Нынче был день рождения Любовь Фы: поутру я, как следует, был с поздравлением. «Что же вечерком-то — я чай, будете?» — Как же-с.

По обыкновению — бездна народу, весь круг цеховых*. Я пришел поздно, в половине девятого, но все не позже Ка. Нина села, как это бывает часто, на козетке в спальне. Забавнее всего то, что когда человек что-нибудь знает за собою, ему кажется, что и все это непременно знают. К говорит с ней свободно, садится подле нее и не отходит целый вечер — а я с каждым днем глупею и глупею до невыносимости. Какими-то тактическими маневрами я наконец пробрался туда и стал против нее, стараясь придать своему положению и тону как можно более равнодушия и спокойствия. Мы говорили о вздоре, между прочим об Koat-ven — Сю*; и но что с нею? ее так видимо грызет глубокое, невыносимое страдание. Приехал К: так свободен, так непринужден, так умен… Поговоря несколько минут с m-me Korsch, он перешел к нам и очень спокойно сел против нее. Потом он почти заставил ее пересесть на свое место, как более далекое от окна: отчего же я не догадался об этом прежде?.. Для чего я так глупо создан, что не могу совладеть с тяготящею меня хандрою?.. Софья Кума беспрестанно говорила со мною, и я почти молчал, как идиот, — и это положение вольной и вместе невольной глупости было мне до бесконечности тяжко. Да — я сказал раз и повторю теперь, что только две вещи — гений и богатство могли бы закрыть, сделать сносною уродливость моего характера… Скучать оттого, что имеешь что-нибудь, — c'est comme il faut du moins,[65] но скучать и хандрить от чувства ложности своего положения, но знать это, но думать, что другие, что, наконец, эта женщина знает это, — боже мой — это невыносимо. Моя страсть к ней дошла до последней степени самоотречения, и она никогда не узнает и не должна узнать об этом… Я ненавижу каждого, кто подойдет к ней на два шага, — и презираю себя за эту ненависть… И если б она любила прежде — я точно так же ненавидел бы прошедшее, как настоящее, и эта мысль об ее прошедшем меня давит и мучит.
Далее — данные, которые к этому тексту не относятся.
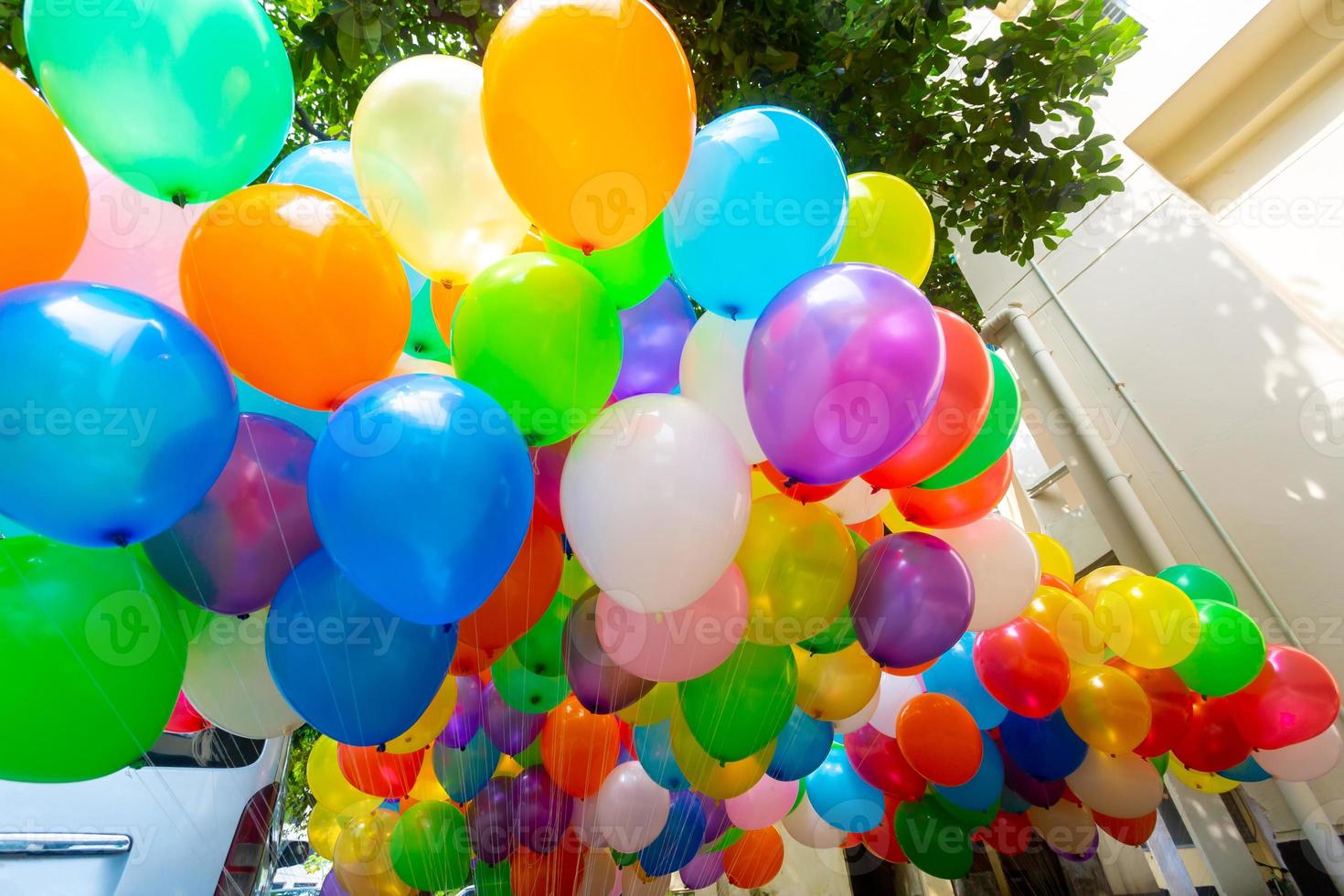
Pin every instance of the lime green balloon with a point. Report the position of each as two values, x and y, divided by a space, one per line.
738 709
632 271
542 336
995 435
91 657
1229 655
179 100
1199 583
431 848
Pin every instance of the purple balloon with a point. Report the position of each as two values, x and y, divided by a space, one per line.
912 601
511 731
841 368
466 716
655 332
540 810
489 821
231 552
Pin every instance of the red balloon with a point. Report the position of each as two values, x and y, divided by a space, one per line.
1211 741
1023 667
878 759
1295 698
958 506
957 415
1169 700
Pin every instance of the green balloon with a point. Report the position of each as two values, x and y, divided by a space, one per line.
1199 583
995 435
542 336
1229 655
429 847
632 271
742 706
185 101
91 657
933 840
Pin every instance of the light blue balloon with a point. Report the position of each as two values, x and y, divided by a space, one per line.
763 200
349 667
984 787
116 412
844 799
421 489
955 675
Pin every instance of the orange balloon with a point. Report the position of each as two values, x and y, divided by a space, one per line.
754 859
940 741
589 113
45 203
304 295
580 747
522 595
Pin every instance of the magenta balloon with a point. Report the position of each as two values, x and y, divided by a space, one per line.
655 332
912 600
231 552
680 645
841 368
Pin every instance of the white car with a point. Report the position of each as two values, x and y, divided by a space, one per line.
197 817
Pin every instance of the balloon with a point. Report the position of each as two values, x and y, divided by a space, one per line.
763 202
93 633
912 601
680 645
740 707
1108 709
1148 621
422 491
231 552
711 375
309 260
1295 698
994 438
841 369
120 412
955 675
348 667
191 142
666 468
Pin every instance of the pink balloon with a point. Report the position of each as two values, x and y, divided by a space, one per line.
133 240
680 645
768 801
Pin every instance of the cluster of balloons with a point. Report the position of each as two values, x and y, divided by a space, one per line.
583 583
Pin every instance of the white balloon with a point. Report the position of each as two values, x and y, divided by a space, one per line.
229 683
1304 761
656 498
711 374
1004 567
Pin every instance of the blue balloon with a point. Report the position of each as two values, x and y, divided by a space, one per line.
844 799
116 412
1046 749
352 670
421 489
801 747
984 787
464 772
955 675
680 838
763 200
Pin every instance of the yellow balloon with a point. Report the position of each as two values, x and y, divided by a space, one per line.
1106 709
889 225
1072 623
1147 621
835 686
423 171
800 564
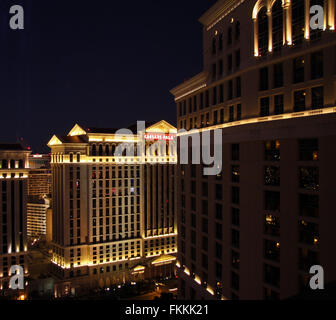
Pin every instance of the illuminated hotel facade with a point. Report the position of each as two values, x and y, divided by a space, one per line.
269 82
39 193
13 190
114 210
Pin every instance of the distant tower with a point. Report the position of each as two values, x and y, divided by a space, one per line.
13 231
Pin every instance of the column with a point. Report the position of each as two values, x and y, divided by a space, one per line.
270 31
288 14
307 19
256 42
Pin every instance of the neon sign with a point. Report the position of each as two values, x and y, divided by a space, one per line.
157 136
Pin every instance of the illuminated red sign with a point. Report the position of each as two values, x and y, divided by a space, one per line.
158 136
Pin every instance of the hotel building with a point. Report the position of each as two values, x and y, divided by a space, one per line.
114 210
269 83
13 190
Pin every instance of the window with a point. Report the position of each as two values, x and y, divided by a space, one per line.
238 111
317 98
298 69
272 176
219 251
220 42
231 114
272 275
277 25
221 93
202 100
237 54
238 87
263 31
235 238
214 46
272 250
235 195
264 107
219 211
269 294
235 259
235 174
263 79
272 201
298 21
214 71
221 116
308 149
278 75
220 67
229 36
317 33
299 100
309 178
207 99
235 217
237 30
272 225
308 258
219 231
316 65
229 65
308 233
214 96
235 152
215 117
279 104
309 205
219 191
230 90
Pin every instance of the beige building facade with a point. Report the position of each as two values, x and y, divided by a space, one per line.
269 82
114 209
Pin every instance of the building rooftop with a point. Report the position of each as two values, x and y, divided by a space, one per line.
11 147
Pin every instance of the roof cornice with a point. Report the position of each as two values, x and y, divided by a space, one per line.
219 11
194 84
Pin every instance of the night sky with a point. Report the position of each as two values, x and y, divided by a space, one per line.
99 63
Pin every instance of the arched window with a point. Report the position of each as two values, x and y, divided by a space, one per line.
229 38
263 31
298 21
4 164
12 164
237 31
277 25
94 150
317 33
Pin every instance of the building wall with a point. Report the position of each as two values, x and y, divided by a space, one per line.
241 254
13 217
111 214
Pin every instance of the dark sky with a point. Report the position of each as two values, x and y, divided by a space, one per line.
101 63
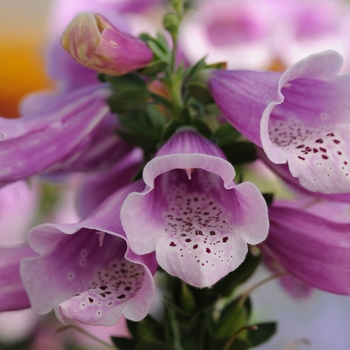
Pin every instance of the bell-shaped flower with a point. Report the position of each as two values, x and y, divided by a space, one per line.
86 271
97 187
299 117
95 43
192 214
311 248
54 136
12 293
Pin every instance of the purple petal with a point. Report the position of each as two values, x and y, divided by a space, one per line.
183 213
311 248
303 115
12 293
52 137
283 172
87 272
95 43
99 186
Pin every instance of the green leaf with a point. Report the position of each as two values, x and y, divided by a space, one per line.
149 328
128 101
200 92
158 51
264 332
226 134
154 68
126 83
146 344
194 70
123 343
201 127
170 129
238 344
232 318
231 281
240 152
133 328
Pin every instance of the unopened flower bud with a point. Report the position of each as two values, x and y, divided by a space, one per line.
95 43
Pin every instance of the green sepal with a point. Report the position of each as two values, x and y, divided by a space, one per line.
123 343
169 129
154 68
200 92
148 344
264 332
124 102
126 83
232 318
158 46
194 70
171 23
240 152
226 134
142 128
202 127
149 328
133 328
227 285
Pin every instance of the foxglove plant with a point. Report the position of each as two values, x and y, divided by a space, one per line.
164 188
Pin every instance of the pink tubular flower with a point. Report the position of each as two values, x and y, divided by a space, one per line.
86 271
54 136
12 294
95 43
192 214
311 248
299 117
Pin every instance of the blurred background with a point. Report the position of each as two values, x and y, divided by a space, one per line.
22 38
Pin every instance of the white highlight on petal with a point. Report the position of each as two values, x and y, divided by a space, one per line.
101 238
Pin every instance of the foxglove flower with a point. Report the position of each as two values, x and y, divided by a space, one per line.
95 43
53 137
97 187
192 214
299 117
311 248
12 293
86 271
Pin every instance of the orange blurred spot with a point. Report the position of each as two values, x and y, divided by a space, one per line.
21 72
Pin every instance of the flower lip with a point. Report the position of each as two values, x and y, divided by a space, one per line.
87 271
Меня просили играть им кадриль — или (к чему бояться слов?) мне только намекнули об этом — и я сел. «Боже мой — вы такой добрый!», — сказала мне Любовь Фа: это меня добило окончательно — я вспомнил конфету, которая была мне дана Ниной за мою доброту. И в самом деле — не с ума ли я сошел быть рыцарем?.. Но я играл им кадриль с каким-то торжествующим самоотречением…

И, может быть, я сам отравляю для себя все, может быть, они и в самом деле считают меня почти членом своей семьи, своим, что называется?
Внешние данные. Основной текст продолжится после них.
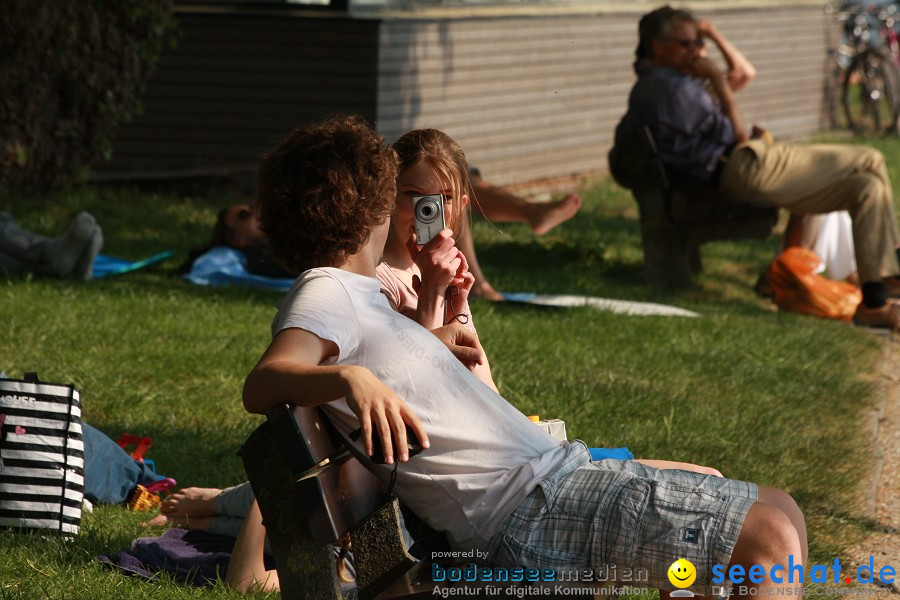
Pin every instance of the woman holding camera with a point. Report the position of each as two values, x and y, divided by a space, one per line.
430 283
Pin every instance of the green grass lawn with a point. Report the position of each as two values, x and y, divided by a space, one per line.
774 398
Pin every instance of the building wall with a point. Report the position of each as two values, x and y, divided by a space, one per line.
529 97
237 83
539 97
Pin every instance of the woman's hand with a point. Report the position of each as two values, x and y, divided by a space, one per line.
379 409
459 292
439 262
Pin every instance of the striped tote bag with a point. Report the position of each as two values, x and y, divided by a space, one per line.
41 455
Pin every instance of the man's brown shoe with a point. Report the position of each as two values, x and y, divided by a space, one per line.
892 286
887 316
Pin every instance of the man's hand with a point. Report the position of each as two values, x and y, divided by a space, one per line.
462 342
378 408
704 68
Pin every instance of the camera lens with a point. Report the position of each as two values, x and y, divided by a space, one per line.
426 210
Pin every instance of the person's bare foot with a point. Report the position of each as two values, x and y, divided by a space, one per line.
190 503
550 214
180 522
886 316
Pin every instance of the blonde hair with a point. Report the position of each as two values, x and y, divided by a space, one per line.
440 152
После меня сел Крюков, а я танцевал с Ниной… — Vous etes vierge de la liberte aujourd'hui? — Comment done? — Mais Vous avez les trois couleurs.[66] Она засмеялась… Но зачем мне всегда жужжат в ушах проклятые слова Гоголя: «…или заговорит, что Россия — государство пространное»…*

Ужин был для меня еще невыносимее, чем у m-me Korsch, накануне Нового года… Я сидел с цеховыми, Кавелин — между двух сестер и говорил целый час без умолку. Несколько раз я почти изменял себе… Ребенок!

Воротился домой в два — и был очень рад, что дядя мой спал. Мне было невыносимо грустно: заснуть не мог до утра — в голове такая чушь — мечты о миллионах — да об эксцентрических подвигах. Рыцарство смешно в наше время, но отчего я не нахожу в нем ничего смешного, ничего невозможного. К чему мне лицемерить перед собою?..
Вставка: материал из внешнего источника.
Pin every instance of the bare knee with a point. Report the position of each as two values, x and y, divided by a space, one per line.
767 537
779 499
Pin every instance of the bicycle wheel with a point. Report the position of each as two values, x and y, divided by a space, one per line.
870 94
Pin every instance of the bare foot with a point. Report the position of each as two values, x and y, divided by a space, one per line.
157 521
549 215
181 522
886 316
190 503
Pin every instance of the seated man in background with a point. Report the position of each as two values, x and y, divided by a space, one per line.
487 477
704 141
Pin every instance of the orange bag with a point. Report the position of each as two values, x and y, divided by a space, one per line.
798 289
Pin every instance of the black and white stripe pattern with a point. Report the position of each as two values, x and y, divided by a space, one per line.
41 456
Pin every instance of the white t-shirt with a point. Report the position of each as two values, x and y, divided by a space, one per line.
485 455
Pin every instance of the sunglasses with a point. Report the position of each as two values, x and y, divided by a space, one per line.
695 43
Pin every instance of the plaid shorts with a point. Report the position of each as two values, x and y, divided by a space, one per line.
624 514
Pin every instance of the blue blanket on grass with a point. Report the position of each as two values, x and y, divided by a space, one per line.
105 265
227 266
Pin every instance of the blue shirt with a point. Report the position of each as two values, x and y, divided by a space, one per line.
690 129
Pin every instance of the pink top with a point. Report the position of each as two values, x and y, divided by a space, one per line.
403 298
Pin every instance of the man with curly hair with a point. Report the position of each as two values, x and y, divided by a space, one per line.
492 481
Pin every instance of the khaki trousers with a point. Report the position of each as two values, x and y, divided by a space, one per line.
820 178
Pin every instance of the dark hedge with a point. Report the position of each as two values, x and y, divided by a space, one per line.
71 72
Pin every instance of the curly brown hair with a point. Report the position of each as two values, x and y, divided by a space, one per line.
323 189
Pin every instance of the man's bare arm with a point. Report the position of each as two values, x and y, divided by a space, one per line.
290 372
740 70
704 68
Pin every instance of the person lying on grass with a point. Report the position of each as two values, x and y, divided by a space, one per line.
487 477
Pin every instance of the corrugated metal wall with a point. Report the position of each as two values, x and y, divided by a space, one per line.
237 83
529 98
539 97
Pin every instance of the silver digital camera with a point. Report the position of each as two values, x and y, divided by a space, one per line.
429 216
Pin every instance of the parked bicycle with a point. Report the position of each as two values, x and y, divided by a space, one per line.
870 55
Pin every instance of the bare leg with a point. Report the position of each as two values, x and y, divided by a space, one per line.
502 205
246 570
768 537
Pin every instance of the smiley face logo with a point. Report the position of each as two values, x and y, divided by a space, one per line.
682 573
Еще раз — глупо я создан; но не я виноват в этом. В самом деле, моя ли вина, что для меня все сосредоточено в эксцентрическом, что я не могу верить в неэксцентрическое?..

XXIII

Нынче вечером мы долго говорили с К о бессмертии. Сначала то, что я говорил, казалось ему делом, но потом — он объявил, что этого его Логика не допускает, что надобно иметь на мои доказательства особенную мистическую настроенность… «Тебе надобно жизни, жизни»…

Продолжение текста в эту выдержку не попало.